Limitations of this study are acknowledged. The understanding of impacts and side effects was limited to the treatment types experienced by the interviewed sample of patients. Consequently, there was limited opportunity to understand the experiences associated with immunotherapy as only one participant had received immunotherapy; understandable given that it is not currently an approved therapy for patients with pancreatic cancer. The conceptual model could be further expanded with the emergence of new therapies and refined for different stages of disease. Furthermore, this was a single site study and therefore could have resulted in a sample with unrepresentative demographics, healthcare experiences and knowledge levels. However, this was somewhat mitigated as the study included patients who had travelled to the site from throughout the USA and so had experienced different care previously.

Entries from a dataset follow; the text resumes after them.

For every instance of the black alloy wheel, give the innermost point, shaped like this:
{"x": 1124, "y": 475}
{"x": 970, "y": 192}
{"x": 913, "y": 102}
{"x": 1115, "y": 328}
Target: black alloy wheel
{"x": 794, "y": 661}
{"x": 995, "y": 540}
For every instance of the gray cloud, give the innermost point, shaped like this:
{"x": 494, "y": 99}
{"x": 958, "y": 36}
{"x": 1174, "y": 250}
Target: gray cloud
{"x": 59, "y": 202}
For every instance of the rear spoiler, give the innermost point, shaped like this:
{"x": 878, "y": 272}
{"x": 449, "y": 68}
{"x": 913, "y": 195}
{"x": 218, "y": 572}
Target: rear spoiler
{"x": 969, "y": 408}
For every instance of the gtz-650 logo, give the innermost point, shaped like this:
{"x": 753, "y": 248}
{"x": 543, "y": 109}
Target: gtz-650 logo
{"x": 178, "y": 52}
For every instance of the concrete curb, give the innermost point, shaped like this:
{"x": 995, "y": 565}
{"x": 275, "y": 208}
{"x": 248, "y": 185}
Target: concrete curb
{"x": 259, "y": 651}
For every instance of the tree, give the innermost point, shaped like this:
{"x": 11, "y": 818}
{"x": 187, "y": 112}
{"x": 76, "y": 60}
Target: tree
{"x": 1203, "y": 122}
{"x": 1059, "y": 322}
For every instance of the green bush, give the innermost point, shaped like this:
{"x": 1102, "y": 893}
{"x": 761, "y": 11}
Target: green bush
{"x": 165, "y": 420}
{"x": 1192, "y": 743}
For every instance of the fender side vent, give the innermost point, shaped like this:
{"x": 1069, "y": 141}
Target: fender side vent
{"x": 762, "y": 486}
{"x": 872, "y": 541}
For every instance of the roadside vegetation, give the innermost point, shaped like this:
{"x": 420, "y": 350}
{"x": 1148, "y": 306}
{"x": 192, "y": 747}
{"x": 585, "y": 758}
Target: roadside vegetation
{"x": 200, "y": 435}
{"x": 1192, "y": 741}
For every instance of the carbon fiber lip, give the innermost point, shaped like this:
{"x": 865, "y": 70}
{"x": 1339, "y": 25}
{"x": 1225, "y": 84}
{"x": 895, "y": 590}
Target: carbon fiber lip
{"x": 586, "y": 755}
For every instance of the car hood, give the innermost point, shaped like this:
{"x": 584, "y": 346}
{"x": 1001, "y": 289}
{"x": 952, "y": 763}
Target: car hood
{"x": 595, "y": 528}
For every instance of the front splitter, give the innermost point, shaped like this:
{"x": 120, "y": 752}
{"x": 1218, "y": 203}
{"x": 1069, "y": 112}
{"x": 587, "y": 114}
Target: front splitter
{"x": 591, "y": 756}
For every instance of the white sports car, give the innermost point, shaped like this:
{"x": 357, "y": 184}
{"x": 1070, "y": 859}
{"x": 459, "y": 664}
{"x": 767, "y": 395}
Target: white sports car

Furthermore, data obtained from clinician interviews and published literature provided additional context.

Conclusions

This qualitative interview study has provided an in-depth understanding of the ways in which pancreatic cancer and its treatment affect patients’ lives. The findings of this study support the conceptual relevance of the EORTC QLQ-C30 and PAN26 in a Stage III/IV pancreatic cancer population, although the absence of items to assess neuropathic treatment-related side effects should be considered by researchers and clinicians wishing to comprehensively assess impact on the patient experience. The EORTC QLQ-C30/PAN26 was well understood and completed with ease by the majority of patients, although minor revisions to item wording and addition of a clear recall period to items 1-5 could further improve usability.

Overall, in their current formats our study suggests that the EORTC QLQ-C30 and PAN26 provide a clear assessment of many of the concerns of patients living with locally advanced or metastatic pancreatic cancer.